Lennon enregistre officiellement sa version de Ain’t That A Shame entre le 21 et le 25 octobre 1974, lors des sessions finales de Rock ‘N’ Roll. Contrairement à d’autres morceaux de l’album initialement produits par Phil Spector, c’est lui-même qui supervise cette prise, conférant à sa réinterprétation un ton brut et viscéral.
Une interprétation pleine d’énergie
Le Ain’t That A Shame de John Lennon s’inscrit dans une veine résolument rock, marquée par une production énergique et une instrumentation nerveuse. Sa voix rauque et pleine d’aspérités donne au morceau une intensité unique, différente de la douceur de l’original de Fats Domino. Aux guitares électriques de Jesse Ed Davis et de Lennon lui-même s’ajoutent un piano entraînant joué par Ken Ascher et une section de saxophones menée par Joseph Temperley et Frank Vicari. Jim Keltner à la batterie et Klaus Voormann à la basse assurent une rythmique solide et percutante, renforcée par la présence de percussions signées Arthur Jenkins.
Si l’originale de Fats Domino repose sur une cadence chaloupée typique du rhythm and blues de la Nouvelle-Orléans, Lennon en propose une lecture plus directe, plus brute, en phase avec l’énergie électrique qui imprègne l’ensemble de Rock ‘N’ Roll. Son interprétation, à la fois respectueuse et habitée, témoigne de son amour indéfectible pour ces morceaux fondateurs de sa passion musicale.
Un single avorté
À l’origine, Ain’t That A Shame devait sortir en single, avec Slippin’ And Slidin’ en face B. Des copies promotionnelles furent envoyées aux radios, mais à la dernière minute, la décision fut prise de retirer la sortie commerciale, sauf au Mexique où le single fut brièvement distribué.

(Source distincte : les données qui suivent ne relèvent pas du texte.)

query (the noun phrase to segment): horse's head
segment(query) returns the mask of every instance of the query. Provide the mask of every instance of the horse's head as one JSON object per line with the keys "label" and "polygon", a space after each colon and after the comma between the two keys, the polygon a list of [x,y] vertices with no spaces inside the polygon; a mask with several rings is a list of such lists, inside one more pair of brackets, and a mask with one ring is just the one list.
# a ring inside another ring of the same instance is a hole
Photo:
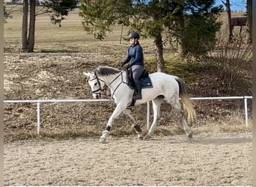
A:
{"label": "horse's head", "polygon": [[84,72],[84,75],[88,79],[88,82],[93,93],[94,99],[100,98],[102,92],[103,91],[103,88],[105,86],[105,82],[98,78],[95,72]]}

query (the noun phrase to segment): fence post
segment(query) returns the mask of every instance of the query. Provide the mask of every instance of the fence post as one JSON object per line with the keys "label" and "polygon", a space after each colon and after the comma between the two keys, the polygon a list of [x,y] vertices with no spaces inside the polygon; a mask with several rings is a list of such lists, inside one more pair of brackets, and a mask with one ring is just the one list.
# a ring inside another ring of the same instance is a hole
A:
{"label": "fence post", "polygon": [[149,130],[149,127],[150,127],[150,102],[148,101],[147,102],[147,130]]}
{"label": "fence post", "polygon": [[245,101],[245,114],[246,114],[246,128],[248,127],[248,111],[247,111],[247,97],[244,97]]}
{"label": "fence post", "polygon": [[40,132],[40,102],[37,102],[37,135],[39,135],[39,132]]}

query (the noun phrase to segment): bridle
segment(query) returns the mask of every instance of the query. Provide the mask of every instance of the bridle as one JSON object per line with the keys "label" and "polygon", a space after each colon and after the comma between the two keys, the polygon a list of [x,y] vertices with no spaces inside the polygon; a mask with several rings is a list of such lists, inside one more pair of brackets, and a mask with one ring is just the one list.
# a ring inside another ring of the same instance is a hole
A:
{"label": "bridle", "polygon": [[[120,74],[119,74],[117,77],[115,77],[115,78],[109,85],[107,85],[107,86],[109,87],[109,86],[110,85],[112,85],[116,79],[118,79],[118,78],[119,76],[121,76],[121,82],[118,84],[118,85],[114,89],[114,91],[113,91],[113,94],[112,94],[112,99],[113,99],[113,100],[115,100],[114,98],[113,98],[114,94],[115,94],[115,92],[118,90],[118,88],[119,88],[119,86],[120,86],[122,83],[124,83],[124,84],[126,84],[126,85],[128,85],[127,82],[124,82],[123,73],[124,73],[124,71],[121,71],[121,72],[120,73]],[[100,82],[101,81],[101,82],[104,82],[104,83],[106,83],[106,82],[103,81],[103,80],[102,80],[102,79],[100,79],[100,78],[98,78],[98,77],[97,76],[96,74],[95,74],[95,77],[94,77],[94,79],[90,79],[89,81],[94,81],[94,80],[95,80],[95,79],[97,79],[97,84],[99,85],[99,88],[97,89],[97,90],[92,91],[92,93],[93,93],[93,94],[100,94],[100,96],[101,96],[101,92],[103,91],[105,91],[106,88],[101,88],[101,85],[100,85]]]}
{"label": "bridle", "polygon": [[101,92],[104,91],[106,90],[106,88],[101,87],[101,84],[100,84],[100,81],[101,81],[104,83],[105,83],[105,82],[103,80],[100,79],[100,78],[98,78],[96,75],[95,75],[95,78],[89,79],[89,81],[94,81],[95,79],[97,80],[97,85],[99,85],[99,88],[97,90],[92,91],[92,93],[100,94],[100,96],[101,96]]}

Les raisons de cette annulation restent floues. Peut-être s’agissait-il d’une volonté de privilégier d’autres morceaux de Rock ‘N’ Roll en tant que singles, comme Stand By Me, qui devint le plus grand succès de l’album. Quelle qu’en soit la cause, ce choix priva Ain’t That A Shame d’une exposition plus large à l’époque.
Une influence durable
Lennon ne fut pas le seul Beatle à être marqué par Ain’t That A Shame. En 1987, Paul McCartney enregistre à son tour une version du morceau, qui sort initialement en face B du single My Brave Face, avant d’être intégrée à l’album Choba B CCCP, un recueil de reprises de standards du rock ‘n’ roll publié en exclusivité en Union soviétique.

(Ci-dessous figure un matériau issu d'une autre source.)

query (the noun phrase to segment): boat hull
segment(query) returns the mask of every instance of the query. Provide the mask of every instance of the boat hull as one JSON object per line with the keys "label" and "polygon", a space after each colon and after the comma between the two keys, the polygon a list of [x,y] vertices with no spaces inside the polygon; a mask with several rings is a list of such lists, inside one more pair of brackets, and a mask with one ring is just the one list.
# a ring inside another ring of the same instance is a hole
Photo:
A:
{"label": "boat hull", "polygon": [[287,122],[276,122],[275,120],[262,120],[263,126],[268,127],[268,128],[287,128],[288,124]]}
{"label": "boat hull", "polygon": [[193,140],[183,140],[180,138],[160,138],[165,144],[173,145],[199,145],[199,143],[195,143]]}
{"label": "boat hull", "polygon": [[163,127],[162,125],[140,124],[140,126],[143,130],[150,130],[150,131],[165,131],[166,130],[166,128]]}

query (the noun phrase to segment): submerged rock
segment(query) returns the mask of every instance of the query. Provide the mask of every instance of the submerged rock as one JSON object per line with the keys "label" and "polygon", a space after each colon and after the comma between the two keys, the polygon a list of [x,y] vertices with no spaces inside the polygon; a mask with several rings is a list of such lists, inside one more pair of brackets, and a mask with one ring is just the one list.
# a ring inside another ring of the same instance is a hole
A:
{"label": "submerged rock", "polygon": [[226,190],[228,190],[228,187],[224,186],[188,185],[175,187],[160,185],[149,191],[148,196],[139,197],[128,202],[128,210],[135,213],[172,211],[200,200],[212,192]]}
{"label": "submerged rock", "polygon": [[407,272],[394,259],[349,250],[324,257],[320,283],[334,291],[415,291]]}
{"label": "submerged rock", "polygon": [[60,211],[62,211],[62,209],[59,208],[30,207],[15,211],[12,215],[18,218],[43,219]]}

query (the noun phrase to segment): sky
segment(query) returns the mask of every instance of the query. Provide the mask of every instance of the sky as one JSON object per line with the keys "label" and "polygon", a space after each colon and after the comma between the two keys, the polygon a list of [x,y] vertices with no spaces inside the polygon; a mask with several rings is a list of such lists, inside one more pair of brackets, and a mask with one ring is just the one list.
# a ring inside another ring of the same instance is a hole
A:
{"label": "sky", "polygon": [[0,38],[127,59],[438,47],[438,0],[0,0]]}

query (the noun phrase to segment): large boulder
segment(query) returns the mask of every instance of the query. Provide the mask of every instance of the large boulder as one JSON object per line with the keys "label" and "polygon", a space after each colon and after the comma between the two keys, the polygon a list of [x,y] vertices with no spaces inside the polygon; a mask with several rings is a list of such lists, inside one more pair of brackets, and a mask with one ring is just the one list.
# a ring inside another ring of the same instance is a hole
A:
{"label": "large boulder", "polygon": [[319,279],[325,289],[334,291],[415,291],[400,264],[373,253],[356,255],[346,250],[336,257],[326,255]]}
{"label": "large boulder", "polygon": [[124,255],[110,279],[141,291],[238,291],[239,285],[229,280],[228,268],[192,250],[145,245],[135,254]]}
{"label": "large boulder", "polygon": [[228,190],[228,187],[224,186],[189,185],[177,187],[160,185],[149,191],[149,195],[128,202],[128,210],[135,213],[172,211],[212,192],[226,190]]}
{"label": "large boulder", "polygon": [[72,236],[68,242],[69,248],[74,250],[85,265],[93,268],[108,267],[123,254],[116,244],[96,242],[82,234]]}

Ce parallèle entre Lennon et McCartney souligne à quel point Ain’t That A Shame fait partie intégrante de leur formation musicale commune. Apprise ensemble à leurs débuts, cette chanson accompagne leur évolution artistique et témoigne de leur attachement profond au rock ‘n’ roll originel.
Un hommage vibrant
En enregistrant Ain’t That A Shame, John Lennon ne se contente pas de revisiter un classique : il réaffirme son amour pour une époque, un son et une énergie qui ont façonné son identité musicale. Son interprétation, bien que différente de l’originale, en conserve toute la force émotionnelle et la portée historique.
À travers cet hommage aux pionniers du rock, Lennon prouve une fois de plus que, malgré les années et les évolutions musicales, ses racines restent profondément ancrées dans le rock ‘n’ roll des origines. Et si Rock ‘N’ Roll est parfois perçu comme un album de transition dans sa discographie, des morceaux comme Ain’t That A Shame rappellent que son auteur n’a jamais cessé d’être ce jeune homme fasciné par les rythmes envoûtants du rock américain des années 1950.